African American History

Row of brick slave/tenant cabins at Magnolia
Magnolia's slave tenant cabins.

Charles Ward

Oakland and Magnolia Plantations share a similar history of slavery in French Colonial Louisiana. Enslaved people and later sharecroppers worked the land and struggled as a people. During the French and Spanish period, slavery was defined by the Code Noir. All enslaved people dealt with the loss of autonomy and limited movement. However, It appears that the Prud'homme family at Oakland was fairly lenient in this regard, allowing the enslaved people to visit friends and relatives along Cane River, providing or allowing dances, marriage ceremonies, baptisms, funerals, and occasional church services. At the height of Oakland Plantation (1835-1861) its enslaved people numbered 96-162 individuals.

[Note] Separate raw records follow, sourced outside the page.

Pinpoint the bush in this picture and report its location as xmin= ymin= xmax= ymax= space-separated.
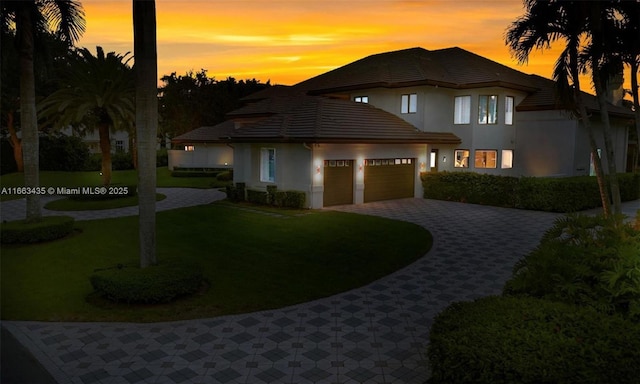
xmin=39 ymin=133 xmax=91 ymax=172
xmin=427 ymin=296 xmax=640 ymax=384
xmin=0 ymin=216 xmax=75 ymax=244
xmin=504 ymin=215 xmax=640 ymax=319
xmin=421 ymin=172 xmax=640 ymax=212
xmin=89 ymin=261 xmax=204 ymax=304
xmin=247 ymin=189 xmax=269 ymax=205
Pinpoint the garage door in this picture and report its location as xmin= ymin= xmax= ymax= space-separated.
xmin=364 ymin=159 xmax=415 ymax=203
xmin=323 ymin=160 xmax=353 ymax=207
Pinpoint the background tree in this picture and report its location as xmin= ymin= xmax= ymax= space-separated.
xmin=159 ymin=69 xmax=271 ymax=137
xmin=133 ymin=0 xmax=158 ymax=268
xmin=1 ymin=0 xmax=85 ymax=222
xmin=506 ymin=0 xmax=619 ymax=215
xmin=40 ymin=47 xmax=135 ymax=186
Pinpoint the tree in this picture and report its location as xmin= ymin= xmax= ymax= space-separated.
xmin=159 ymin=69 xmax=271 ymax=137
xmin=133 ymin=0 xmax=158 ymax=268
xmin=506 ymin=0 xmax=611 ymax=216
xmin=40 ymin=47 xmax=135 ymax=186
xmin=2 ymin=0 xmax=85 ymax=222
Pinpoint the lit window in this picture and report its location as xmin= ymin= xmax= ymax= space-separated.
xmin=478 ymin=95 xmax=498 ymax=124
xmin=475 ymin=150 xmax=498 ymax=168
xmin=500 ymin=149 xmax=513 ymax=169
xmin=453 ymin=149 xmax=469 ymax=168
xmin=453 ymin=96 xmax=471 ymax=124
xmin=400 ymin=93 xmax=418 ymax=113
xmin=260 ymin=148 xmax=276 ymax=182
xmin=504 ymin=96 xmax=513 ymax=125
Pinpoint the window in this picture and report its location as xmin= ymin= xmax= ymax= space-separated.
xmin=475 ymin=150 xmax=498 ymax=168
xmin=504 ymin=96 xmax=513 ymax=125
xmin=260 ymin=148 xmax=276 ymax=183
xmin=400 ymin=93 xmax=418 ymax=113
xmin=453 ymin=149 xmax=469 ymax=168
xmin=478 ymin=95 xmax=498 ymax=124
xmin=453 ymin=96 xmax=471 ymax=124
xmin=500 ymin=149 xmax=513 ymax=169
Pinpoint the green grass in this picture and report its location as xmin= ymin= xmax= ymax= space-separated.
xmin=44 ymin=193 xmax=167 ymax=211
xmin=0 ymin=167 xmax=229 ymax=201
xmin=0 ymin=203 xmax=432 ymax=322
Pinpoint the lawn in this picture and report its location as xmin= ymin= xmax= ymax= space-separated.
xmin=1 ymin=203 xmax=432 ymax=322
xmin=0 ymin=167 xmax=228 ymax=201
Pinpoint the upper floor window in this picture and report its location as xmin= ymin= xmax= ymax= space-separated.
xmin=400 ymin=93 xmax=418 ymax=113
xmin=453 ymin=96 xmax=471 ymax=124
xmin=475 ymin=150 xmax=498 ymax=168
xmin=478 ymin=95 xmax=498 ymax=124
xmin=504 ymin=96 xmax=513 ymax=125
xmin=453 ymin=149 xmax=469 ymax=168
xmin=260 ymin=148 xmax=276 ymax=183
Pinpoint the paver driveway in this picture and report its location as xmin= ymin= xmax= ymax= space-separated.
xmin=3 ymin=199 xmax=556 ymax=384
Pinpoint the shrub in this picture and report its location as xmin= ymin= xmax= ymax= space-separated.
xmin=247 ymin=189 xmax=269 ymax=205
xmin=421 ymin=172 xmax=640 ymax=212
xmin=0 ymin=216 xmax=74 ymax=244
xmin=504 ymin=215 xmax=640 ymax=319
xmin=216 ymin=169 xmax=233 ymax=181
xmin=273 ymin=191 xmax=306 ymax=209
xmin=427 ymin=296 xmax=640 ymax=384
xmin=89 ymin=261 xmax=204 ymax=304
xmin=39 ymin=133 xmax=91 ymax=172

A plantation acted as a small village with everyone having a defined role. Inventories of enslaved people of Oakland do not reveal the names of all who worked in the fields, shops, cotton gin, stables, and house, but some were identified. For example, Charles was a coach driver for the family. Solomon Wilson, Bob, and Lens were carpenters. Solomon Williams was a blacksmith; artisans who worked in the shops came in close contact with the field workers and often lived in the quarters and had high status both in the Big House and quarters.

Other information about the enslaved can be drawn from the journal of the overseer at Oakland-Seneca Pace. In August of 1860 he noted that ninety slaves picked cotton; he also included some of the amounts picked by certain individuals.

Ambrose LeComte (or LeCompte), owner of Magnolia Plantation, enslaved 235 people prior to the Civil War. An account ledger of LeComte lists the names, ages, and estimation of value of the enslaved people of Magnolia. Some of the enslaved were housed in brick cabins. These cabins were built around 1845 and were double-pen, galleried cabins of saddle bag construction. A center wall divided each cabin in half, creating a room for two separate families. Each family had access to the central fireplace.

After the Civil War the South's economy lay in ruins; plantations, railroads, levee systems and a fragile economic structure could not support the flush times of the antebellum period. With the loss of slavery, people were tied to the land through contracts. Initially contracts were set up for ex-slaves through the Freedman's Bureau to help them gain financial independence through sharecropping. This system allowed African Americans to work a small plot of land on the plantation with the plantation owner supplying the necessary tools, housing and land. At the end of the year both parties would split the profits. At Oakland, sharecropping began as early as 1868. This system continued throughout the South until the introduction of mechanization.

* Excerpts taken from "Oakland Plantation, It's People" by Anne Patton Malone.
(Prud'homme Journal- 1836-37) Southern Historical Collection. UNC.